Oh there was also "backwards truck but bike." I unironically love that, and I wish those were more common, but that guy isn't coming 20km out of town in the snow with a new hot water tank.
The fact that trucks can do all of those things pretty well plus serve as an everyday personal vehicle means that IMO they do fit pretty well into lots of peoples' lives.
4WD usually refers to a vehicle more like a Subaru Forester than a Ram, at least in my dialect of English. And while I'm at it, we don't use the word "truck" here to refer to anything other than actual trucks. What Americans often call a truck would usually be called a "ute", though that's a relatively imprecise use of the term compared to the more traditional ute I linked above.
And, to be clear, I'm pretty anti-Forester, too, because most people rarely if ever use them in a way that actually needs that vehicle. But they're definitely less obnoxious than yank tanks.
The point here isn't that there is literally zero possible use case for them. It's that the use case is so vanishingly small that bringing it up as a defence to criticism of those vehicles is just annoying and comes across as (even if you did not intend it this way) an attempt to derail the conversation in bad faith.
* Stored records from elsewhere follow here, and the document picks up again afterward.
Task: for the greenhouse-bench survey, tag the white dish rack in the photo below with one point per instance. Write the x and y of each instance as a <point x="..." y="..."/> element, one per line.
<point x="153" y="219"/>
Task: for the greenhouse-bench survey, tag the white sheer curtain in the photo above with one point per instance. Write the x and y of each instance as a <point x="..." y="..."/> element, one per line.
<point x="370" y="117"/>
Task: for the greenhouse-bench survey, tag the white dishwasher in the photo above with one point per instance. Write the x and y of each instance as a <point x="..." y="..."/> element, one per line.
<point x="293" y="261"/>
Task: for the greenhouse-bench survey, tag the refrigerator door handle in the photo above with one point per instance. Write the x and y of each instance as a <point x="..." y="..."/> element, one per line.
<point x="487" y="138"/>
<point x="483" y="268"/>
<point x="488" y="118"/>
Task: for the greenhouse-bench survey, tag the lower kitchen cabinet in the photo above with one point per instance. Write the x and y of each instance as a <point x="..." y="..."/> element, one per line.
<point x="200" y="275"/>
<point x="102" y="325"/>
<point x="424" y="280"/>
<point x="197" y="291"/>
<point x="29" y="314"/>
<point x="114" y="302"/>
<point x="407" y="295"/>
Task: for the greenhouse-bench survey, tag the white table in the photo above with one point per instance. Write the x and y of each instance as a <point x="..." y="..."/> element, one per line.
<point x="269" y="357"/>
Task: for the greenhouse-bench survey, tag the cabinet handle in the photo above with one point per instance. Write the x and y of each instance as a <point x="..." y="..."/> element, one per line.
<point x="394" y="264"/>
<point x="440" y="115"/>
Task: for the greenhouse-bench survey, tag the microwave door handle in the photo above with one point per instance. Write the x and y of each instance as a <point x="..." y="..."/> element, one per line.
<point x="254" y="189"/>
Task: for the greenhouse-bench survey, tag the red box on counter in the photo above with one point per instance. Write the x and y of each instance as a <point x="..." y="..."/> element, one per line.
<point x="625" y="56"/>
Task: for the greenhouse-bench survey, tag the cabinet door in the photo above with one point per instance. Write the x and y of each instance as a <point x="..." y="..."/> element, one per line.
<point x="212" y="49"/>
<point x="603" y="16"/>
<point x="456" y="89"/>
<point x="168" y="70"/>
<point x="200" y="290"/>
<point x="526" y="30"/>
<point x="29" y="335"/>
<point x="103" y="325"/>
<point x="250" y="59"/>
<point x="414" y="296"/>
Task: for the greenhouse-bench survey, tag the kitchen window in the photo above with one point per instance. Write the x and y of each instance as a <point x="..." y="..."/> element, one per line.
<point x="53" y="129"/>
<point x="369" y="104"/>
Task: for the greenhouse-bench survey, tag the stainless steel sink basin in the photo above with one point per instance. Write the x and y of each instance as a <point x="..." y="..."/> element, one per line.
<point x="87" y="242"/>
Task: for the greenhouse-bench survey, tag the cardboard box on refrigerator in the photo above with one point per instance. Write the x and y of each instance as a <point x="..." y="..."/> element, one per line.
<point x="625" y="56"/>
Oh... I think in my part of the world, most people picture a pickup truck when they think of a 4WD vehicle, although other vehicles like a Forester or Jeep would also be included.
I guess for me, I know enough non-city people who have vehicle needs that very regularly involve hauling, towing, driving off-road (or on barely-a-road surfaces), etc. that it doesn't seem weird or wasteful to me that they own a truck, even though yes they also use them to pick up groceries. There's great benefit in the versatility, which other vehicles don't easily match, and I don't think the number of people who need that versatility is vanishingly small.
In the city though, yeah... Almost nobody needs a truck in the city.
I should probably also add that I'm from a country with an especially low rural population. I'm from the state with the highest proportion of rural population, and we have 50% in our capital city alone.
That makes sense. Different populations have different needs! Maybe in your part of the world, things are set up so that even the rural folk can meet their truck needs some other way... I think that's totally possible for much of the world, even if it's not practical for, say, most of Saskatchewan.